Doing things differently is hard- especially when combatting so many years of social conditioning. Sometimes it is the kind of difficult that literally makes your knees fold and tears come without permission. Sometimes it is the kind of difficult where you become momentarily convinced that being alone is synonymous with loneliness. And sometimes it is the kind of difficult that suggests giving up completely. Suggest isn't really the right word- perhaps demand is more fitting. There is nothing so gentle as a suggestion when it comes to wanting to surrender. But for however much the pressure pushes down, I believe that there is something inherent, inexorable, indomitable in human nature that wants to push back. I am stronger than conditioning. I am stronger than propaganda. I am stronger than my anxieties. We need to believe that or it becomes far too easy to fold- and like in any boxing match with universal powers, every time you fall down, it is just the right amount of harder to get back up to deter one from trying at all. When people hear of what I am doing they refer to it like one would to some unattainable, exotic bird. But it's just another direction, not so amazing as people seem to think, just so very different from what we've come to expect of ourselves. I have the utmost respect for my peers who have gone immediately to college- I wish I were one of them on the daily, so I am not bashing structured higher education, but the suggestion that it is the only immediate path available following the tearful turning of tassels at a June graduation ceremony. 

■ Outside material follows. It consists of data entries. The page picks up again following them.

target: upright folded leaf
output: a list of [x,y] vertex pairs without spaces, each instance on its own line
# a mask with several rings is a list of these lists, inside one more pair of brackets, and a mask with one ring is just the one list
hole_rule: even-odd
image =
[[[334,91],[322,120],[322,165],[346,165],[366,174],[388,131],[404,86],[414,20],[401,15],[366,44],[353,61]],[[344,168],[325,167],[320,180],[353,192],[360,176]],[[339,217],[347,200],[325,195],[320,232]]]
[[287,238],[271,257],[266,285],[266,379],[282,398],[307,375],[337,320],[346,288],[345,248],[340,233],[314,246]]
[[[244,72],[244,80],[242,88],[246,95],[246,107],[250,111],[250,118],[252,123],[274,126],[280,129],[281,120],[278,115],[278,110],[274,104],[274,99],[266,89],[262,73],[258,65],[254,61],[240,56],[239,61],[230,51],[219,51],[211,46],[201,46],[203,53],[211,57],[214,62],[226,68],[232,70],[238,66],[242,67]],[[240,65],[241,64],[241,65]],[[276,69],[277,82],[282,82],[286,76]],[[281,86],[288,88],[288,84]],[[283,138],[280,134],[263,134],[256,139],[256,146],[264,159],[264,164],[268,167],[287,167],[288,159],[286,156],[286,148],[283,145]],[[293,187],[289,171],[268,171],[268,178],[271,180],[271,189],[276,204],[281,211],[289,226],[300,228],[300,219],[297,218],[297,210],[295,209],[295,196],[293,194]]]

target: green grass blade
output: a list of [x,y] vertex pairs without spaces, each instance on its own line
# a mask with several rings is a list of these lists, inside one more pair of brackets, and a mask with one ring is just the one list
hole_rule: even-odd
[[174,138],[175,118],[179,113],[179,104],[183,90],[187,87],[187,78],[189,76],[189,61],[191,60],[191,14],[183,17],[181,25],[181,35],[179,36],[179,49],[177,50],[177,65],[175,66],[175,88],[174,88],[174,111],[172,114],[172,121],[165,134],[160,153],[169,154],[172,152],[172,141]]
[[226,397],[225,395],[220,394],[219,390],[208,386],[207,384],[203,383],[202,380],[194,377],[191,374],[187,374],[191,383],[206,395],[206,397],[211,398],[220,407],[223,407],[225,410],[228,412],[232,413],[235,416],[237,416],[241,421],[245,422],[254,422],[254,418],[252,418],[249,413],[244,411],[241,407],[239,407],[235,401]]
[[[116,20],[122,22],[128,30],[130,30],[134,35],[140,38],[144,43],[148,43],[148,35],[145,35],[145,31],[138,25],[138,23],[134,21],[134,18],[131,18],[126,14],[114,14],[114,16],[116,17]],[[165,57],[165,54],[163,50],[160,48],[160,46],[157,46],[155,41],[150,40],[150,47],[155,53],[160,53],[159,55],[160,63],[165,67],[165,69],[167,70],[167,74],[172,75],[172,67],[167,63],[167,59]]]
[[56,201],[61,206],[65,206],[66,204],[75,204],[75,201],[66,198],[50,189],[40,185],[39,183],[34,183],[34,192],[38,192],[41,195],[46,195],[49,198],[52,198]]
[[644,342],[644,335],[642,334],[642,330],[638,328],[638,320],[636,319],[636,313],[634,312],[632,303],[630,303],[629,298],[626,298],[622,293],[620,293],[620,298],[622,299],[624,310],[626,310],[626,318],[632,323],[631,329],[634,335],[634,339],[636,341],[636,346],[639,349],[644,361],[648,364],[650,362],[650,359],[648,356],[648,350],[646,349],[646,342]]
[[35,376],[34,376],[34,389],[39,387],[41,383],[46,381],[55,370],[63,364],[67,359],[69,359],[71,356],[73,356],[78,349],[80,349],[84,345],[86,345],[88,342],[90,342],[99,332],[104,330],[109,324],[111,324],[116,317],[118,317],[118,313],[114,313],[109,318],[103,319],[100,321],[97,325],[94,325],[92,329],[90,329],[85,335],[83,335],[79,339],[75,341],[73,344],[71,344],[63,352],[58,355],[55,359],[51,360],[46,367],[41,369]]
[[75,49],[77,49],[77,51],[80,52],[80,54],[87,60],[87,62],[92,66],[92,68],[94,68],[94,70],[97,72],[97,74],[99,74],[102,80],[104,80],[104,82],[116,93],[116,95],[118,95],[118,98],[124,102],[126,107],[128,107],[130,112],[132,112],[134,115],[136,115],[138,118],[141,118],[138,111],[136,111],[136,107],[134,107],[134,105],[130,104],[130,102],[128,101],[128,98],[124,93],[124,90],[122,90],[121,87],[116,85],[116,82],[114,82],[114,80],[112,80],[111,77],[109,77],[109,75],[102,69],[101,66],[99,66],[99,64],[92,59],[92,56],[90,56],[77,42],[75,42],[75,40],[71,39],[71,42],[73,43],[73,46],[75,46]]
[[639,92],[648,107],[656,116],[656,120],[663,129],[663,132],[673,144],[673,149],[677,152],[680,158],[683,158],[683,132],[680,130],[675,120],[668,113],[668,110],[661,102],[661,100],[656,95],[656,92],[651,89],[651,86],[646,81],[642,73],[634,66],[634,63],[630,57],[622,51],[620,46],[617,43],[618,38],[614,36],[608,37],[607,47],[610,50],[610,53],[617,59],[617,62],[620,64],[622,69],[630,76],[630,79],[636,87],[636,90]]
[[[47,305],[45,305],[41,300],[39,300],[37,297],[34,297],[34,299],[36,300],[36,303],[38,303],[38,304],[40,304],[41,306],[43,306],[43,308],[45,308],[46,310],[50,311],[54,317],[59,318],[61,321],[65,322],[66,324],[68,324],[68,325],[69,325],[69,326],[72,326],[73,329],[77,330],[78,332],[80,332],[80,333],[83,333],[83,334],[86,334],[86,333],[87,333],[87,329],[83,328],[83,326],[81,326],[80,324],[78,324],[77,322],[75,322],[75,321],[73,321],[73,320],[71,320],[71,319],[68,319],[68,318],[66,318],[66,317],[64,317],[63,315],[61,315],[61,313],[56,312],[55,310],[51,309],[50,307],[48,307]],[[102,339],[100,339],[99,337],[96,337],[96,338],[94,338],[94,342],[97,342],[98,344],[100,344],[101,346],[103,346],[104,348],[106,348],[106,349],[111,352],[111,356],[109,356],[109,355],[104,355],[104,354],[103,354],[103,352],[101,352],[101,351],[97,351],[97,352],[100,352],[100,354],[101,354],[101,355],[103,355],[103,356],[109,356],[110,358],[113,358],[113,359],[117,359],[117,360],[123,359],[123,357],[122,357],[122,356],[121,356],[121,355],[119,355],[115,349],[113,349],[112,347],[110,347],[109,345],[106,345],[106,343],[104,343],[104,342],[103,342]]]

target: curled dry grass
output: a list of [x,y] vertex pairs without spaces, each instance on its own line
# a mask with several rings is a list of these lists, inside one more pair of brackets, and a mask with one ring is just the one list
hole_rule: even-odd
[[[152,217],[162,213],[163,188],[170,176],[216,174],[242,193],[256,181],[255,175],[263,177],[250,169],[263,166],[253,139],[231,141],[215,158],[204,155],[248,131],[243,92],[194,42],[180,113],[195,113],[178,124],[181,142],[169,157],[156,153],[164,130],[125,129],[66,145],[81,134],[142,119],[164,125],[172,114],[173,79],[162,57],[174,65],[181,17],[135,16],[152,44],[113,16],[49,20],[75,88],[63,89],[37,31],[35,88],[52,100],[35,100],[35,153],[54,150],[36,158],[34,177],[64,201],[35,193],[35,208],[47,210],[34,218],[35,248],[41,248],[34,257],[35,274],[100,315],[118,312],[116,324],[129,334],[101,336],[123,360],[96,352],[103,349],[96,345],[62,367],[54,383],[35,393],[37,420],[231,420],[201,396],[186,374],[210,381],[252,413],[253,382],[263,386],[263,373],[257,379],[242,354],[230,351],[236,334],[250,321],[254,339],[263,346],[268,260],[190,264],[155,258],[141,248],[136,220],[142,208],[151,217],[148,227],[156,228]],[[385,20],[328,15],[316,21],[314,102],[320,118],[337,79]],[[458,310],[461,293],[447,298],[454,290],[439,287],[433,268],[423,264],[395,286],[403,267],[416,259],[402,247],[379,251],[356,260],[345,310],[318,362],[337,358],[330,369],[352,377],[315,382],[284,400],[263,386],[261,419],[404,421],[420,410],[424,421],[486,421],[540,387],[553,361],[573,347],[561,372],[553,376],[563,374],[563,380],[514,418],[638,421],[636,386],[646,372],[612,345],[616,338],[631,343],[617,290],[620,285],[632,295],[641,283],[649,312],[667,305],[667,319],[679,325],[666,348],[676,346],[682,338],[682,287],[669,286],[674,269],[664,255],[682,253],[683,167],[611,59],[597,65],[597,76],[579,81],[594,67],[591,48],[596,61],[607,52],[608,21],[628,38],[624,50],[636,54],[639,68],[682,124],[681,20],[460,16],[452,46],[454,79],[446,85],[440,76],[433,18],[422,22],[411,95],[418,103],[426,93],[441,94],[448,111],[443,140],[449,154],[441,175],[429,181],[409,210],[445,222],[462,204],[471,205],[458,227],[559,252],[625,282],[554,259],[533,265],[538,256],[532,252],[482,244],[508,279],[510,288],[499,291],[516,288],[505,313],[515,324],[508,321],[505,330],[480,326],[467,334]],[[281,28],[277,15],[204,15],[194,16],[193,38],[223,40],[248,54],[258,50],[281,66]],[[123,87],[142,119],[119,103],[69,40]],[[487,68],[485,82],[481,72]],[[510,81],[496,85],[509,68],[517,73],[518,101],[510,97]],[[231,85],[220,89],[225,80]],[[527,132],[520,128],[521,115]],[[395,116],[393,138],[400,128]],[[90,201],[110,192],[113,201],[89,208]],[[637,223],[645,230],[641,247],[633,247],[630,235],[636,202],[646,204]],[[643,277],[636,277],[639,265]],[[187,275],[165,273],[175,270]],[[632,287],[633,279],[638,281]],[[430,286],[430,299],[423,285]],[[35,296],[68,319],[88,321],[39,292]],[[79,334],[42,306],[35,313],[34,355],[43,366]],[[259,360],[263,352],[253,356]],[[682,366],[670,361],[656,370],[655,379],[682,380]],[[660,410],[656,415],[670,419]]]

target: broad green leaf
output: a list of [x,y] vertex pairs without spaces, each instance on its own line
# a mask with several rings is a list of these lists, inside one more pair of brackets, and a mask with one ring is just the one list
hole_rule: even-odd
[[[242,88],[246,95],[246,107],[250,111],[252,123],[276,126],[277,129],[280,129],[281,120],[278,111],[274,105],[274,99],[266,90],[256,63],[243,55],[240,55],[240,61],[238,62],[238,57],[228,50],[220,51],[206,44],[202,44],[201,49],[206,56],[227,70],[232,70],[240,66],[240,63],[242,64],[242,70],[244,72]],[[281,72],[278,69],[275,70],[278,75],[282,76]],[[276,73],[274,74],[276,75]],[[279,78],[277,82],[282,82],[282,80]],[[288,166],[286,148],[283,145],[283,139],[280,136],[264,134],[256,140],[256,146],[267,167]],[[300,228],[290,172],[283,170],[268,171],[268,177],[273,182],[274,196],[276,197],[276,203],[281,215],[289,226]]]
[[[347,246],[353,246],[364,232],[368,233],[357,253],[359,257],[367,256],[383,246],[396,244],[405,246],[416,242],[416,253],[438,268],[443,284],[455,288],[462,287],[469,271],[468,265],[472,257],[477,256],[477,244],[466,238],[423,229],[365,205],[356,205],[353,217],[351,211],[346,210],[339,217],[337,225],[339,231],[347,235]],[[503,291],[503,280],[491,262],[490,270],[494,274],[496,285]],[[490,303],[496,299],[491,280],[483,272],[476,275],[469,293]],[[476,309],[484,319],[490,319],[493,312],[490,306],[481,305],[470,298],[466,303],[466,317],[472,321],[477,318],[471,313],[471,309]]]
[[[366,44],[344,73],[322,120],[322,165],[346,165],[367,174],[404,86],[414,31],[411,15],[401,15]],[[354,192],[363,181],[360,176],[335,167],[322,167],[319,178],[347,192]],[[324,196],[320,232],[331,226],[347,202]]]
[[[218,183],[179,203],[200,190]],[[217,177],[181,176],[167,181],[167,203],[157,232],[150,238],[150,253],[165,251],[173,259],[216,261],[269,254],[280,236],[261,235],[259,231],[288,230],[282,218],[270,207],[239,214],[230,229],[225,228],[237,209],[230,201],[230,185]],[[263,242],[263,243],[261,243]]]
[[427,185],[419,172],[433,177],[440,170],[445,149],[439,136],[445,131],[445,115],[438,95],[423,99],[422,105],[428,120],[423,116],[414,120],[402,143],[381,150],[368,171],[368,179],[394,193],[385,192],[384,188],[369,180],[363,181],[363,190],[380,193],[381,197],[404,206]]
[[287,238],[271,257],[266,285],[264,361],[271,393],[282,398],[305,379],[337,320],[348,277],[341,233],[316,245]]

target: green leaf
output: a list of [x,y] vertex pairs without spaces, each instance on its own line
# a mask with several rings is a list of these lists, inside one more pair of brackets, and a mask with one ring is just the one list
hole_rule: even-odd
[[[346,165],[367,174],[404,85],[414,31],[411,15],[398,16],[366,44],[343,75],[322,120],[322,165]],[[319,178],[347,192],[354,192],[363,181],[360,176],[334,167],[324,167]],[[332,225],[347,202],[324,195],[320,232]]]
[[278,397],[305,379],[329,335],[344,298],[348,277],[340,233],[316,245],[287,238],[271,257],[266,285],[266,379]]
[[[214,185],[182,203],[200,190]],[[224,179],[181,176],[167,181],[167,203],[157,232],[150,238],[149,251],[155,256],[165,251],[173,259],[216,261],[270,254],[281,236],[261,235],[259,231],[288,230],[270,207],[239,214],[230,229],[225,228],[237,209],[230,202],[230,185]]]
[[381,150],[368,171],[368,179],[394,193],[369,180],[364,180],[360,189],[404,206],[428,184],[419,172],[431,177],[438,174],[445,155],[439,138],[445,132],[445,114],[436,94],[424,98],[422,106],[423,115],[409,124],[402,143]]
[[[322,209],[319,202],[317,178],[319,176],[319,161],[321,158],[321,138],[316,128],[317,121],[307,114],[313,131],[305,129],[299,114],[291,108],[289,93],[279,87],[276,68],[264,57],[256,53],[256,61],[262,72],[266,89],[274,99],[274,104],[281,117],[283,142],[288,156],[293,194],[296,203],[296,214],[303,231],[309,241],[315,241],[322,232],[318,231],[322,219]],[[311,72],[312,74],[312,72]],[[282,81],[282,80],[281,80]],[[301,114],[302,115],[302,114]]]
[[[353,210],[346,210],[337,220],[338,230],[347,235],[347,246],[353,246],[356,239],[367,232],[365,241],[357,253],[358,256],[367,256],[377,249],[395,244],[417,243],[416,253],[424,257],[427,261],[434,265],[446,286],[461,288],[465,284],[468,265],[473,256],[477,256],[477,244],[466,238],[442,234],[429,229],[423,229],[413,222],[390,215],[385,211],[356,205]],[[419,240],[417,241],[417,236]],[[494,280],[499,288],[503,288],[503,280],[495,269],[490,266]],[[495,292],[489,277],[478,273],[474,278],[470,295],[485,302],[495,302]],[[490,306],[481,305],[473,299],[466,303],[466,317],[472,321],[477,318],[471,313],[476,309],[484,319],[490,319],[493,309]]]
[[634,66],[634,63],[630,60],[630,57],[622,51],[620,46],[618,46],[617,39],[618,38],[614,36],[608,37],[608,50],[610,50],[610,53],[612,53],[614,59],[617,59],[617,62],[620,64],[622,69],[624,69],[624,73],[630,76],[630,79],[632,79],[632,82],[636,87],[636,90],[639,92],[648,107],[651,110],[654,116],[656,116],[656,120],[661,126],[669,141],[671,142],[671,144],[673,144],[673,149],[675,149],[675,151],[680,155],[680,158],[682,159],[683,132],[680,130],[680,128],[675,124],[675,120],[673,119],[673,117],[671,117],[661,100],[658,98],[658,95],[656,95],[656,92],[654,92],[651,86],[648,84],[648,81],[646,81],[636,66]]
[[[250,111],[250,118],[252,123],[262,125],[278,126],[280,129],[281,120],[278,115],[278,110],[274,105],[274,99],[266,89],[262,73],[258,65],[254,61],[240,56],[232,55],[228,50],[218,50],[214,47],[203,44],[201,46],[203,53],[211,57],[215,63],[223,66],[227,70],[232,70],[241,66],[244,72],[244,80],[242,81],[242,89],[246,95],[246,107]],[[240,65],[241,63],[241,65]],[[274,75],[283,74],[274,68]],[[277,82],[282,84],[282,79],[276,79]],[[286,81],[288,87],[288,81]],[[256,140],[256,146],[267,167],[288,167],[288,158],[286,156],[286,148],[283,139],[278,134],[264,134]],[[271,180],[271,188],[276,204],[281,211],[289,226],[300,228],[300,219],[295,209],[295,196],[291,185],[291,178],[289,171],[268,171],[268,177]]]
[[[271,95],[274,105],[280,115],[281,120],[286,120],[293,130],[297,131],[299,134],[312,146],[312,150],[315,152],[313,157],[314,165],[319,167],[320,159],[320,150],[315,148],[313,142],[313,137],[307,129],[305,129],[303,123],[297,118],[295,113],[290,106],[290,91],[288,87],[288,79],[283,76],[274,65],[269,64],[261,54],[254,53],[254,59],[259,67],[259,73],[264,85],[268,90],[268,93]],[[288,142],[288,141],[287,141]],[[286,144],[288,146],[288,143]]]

I want to go to school, very very badly. I am never happier than when I am completely surrounded by the sharing of knowledge. With that in mind, it is how I must approach these experiences prior to my higher education. If higher education is college than this period in between structured learning environments is greater education. I am seeing things that some people will never see and I am living in a way that is relatively precarious, but unbelievably rewarding for all of its unpredictabilities. From now until the middle of April, I will be in Spain living España: Capítulo Dos, surrounded by the dry-soiled winter and skeletons of vineyards as far as the eye can see. The vines are as pale as birch when the winter finally chases out any autumn that is still left in their roots. I can choose to absorb this stark beauty or be conquered by the grayness of it. I can choose to learn from the amount of work that I am doing or have my back broken by it. Upon returning to the States I will be quickly off on the next adventure, a six-week journey to Nepal to research the Nepali language. From there, a return to the States to create a system of English education for the young students of Nepal.  From there? I haven't a clue. And that has to be okay.

It is perfectly alright to have not a clue of where you are going next, but unless you are doing something in the time between then and now you will never learn. We are the magnetic pull of our own compasses and experience, even if it is far from the end goal, only strengthens the accuracy to due North. When doing it differently becomes emotionally taxing, I remind myself of this. 

So what will you find here, in this space? Things that I find exciting about my research into Nepal, their culture and language, goals, hopes, lists, photographs, experiences from Spain, experiences. period., general miscellaneous thoughts, and maybe even a bit of poetry. If it sometimes sounds as if I am thinking aloud, then treat it as such. It's probably exactly what I'm doing. Sometimes I hate my thoughts, but at least I am having them.

So here's to thinking, inside and outside of the proverbial box- as long as it's sincere, as long as it's powerful, and most importantly, as long as the thought is covered with your own fingerprints- that your mind may be yours and your life the same.